SAML v2

    Overview

    SAML is an XML based authentication protocol developed and released in 2005. While OpenID Connect is the newest single sign-on solution, many backends and applications still rely solely on SAML. FusionAuth provides both a SAML identity provider interface as well as a SAML service provider interface. If you are unfamiliar with these SAML terms, they are defined as follows:

    • Identity provider - the entity that is performing the authentication of a user. Essentially, this is the thing that is providing the login page. Also known as an IdP.

    • Service provider - the entity that needs a user to login with an identity provider in order to provide some service. Essentially, this is the app the user wants to use. Also known as an SP.

    As a concrete example, you might have an app called Payroll Zen that manages your company’s payroll. This app requires that employees who have access to use it log in using the credentials stored in your company’s Active Directory. Payroll Zen is therefore the service provider and Active Directory is the identity provider.
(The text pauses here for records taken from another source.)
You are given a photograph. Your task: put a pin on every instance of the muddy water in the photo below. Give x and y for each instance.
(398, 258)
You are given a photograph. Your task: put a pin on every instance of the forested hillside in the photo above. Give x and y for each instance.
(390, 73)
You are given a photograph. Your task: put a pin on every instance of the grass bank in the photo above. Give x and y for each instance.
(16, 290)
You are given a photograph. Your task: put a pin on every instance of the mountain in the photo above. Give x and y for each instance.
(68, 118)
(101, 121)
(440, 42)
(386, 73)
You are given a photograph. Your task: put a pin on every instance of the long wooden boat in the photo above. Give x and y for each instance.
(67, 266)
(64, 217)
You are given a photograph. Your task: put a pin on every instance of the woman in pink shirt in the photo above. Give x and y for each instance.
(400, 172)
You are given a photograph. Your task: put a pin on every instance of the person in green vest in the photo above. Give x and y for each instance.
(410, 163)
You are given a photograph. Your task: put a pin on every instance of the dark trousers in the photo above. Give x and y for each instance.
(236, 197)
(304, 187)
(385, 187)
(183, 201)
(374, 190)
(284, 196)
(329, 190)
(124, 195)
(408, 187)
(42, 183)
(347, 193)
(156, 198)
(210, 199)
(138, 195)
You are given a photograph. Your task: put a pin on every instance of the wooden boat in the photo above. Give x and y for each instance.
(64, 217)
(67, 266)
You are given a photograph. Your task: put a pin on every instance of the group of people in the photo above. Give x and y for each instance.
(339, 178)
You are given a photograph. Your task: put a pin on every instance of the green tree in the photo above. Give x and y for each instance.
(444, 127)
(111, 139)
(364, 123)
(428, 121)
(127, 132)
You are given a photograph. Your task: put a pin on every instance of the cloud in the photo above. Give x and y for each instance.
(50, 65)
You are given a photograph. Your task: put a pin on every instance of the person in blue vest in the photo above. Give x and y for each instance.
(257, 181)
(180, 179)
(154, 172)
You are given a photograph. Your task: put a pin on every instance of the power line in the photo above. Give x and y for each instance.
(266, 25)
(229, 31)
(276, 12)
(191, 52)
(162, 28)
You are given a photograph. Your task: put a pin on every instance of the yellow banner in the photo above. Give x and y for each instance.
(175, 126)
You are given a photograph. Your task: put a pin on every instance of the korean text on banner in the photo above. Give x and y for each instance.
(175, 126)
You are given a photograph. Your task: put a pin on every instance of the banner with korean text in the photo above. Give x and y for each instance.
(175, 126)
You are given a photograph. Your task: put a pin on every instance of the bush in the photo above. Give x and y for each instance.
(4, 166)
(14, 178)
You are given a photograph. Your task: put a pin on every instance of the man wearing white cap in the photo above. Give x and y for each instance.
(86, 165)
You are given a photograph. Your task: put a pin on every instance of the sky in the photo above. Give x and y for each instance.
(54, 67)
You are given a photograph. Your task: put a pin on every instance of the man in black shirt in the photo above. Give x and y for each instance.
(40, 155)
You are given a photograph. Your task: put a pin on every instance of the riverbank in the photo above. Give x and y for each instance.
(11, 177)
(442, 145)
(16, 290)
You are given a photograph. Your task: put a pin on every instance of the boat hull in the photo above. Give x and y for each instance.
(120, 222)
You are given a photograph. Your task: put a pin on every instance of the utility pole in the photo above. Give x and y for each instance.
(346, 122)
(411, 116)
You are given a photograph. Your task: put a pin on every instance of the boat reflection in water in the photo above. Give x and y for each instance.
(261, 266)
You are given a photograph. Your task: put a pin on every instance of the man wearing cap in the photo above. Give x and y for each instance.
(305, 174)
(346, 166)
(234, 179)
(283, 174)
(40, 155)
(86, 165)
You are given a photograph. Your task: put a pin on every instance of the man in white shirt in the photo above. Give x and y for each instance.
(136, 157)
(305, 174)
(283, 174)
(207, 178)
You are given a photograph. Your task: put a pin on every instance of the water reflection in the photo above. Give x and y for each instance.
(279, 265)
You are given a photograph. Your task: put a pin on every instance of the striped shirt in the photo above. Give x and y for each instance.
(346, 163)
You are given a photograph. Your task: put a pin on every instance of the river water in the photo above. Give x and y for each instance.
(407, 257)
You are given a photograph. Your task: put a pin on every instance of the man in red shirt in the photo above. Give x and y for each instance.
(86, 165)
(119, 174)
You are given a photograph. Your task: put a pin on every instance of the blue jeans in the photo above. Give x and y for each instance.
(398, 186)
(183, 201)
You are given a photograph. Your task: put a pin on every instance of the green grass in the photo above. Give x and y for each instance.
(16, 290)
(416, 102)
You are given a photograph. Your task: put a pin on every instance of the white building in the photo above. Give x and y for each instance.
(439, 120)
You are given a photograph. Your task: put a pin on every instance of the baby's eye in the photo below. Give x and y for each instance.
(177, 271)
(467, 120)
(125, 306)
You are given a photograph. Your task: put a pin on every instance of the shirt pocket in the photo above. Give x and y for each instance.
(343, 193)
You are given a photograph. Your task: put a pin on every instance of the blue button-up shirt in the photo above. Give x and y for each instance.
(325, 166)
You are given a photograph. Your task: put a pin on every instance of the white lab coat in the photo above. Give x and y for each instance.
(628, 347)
    This document covers configuration for FusionAuth’s SAML v2 identity provider, where FusionAuth is the system of record for users, and other applications federate with FusionAuth.

    If, on the other hand, you are looking for instructions on setting up FusionAuth as a SAML v2 service provider (i.e. you want to allow users to log into either FusionAuth’s UI or your applications via a third party SAML v2 identity provider), consult the SAML v2 Identity Provider documentation.

    A bit confusing, we know. But in FusionAuth, Identity Providers are third party sources of record for user data.

    FusionAuth’s SAML identity provider uses the OAuth workflow under the hoods. When a service provider starts a SAML workflow by sending a SAML request to FusionAuth, FusionAuth will forward the browser to the hosted login pages. This is an important concept if you are interested in using FusionAuth’s themes to customize the look and feel of your SAML identity provider user interface.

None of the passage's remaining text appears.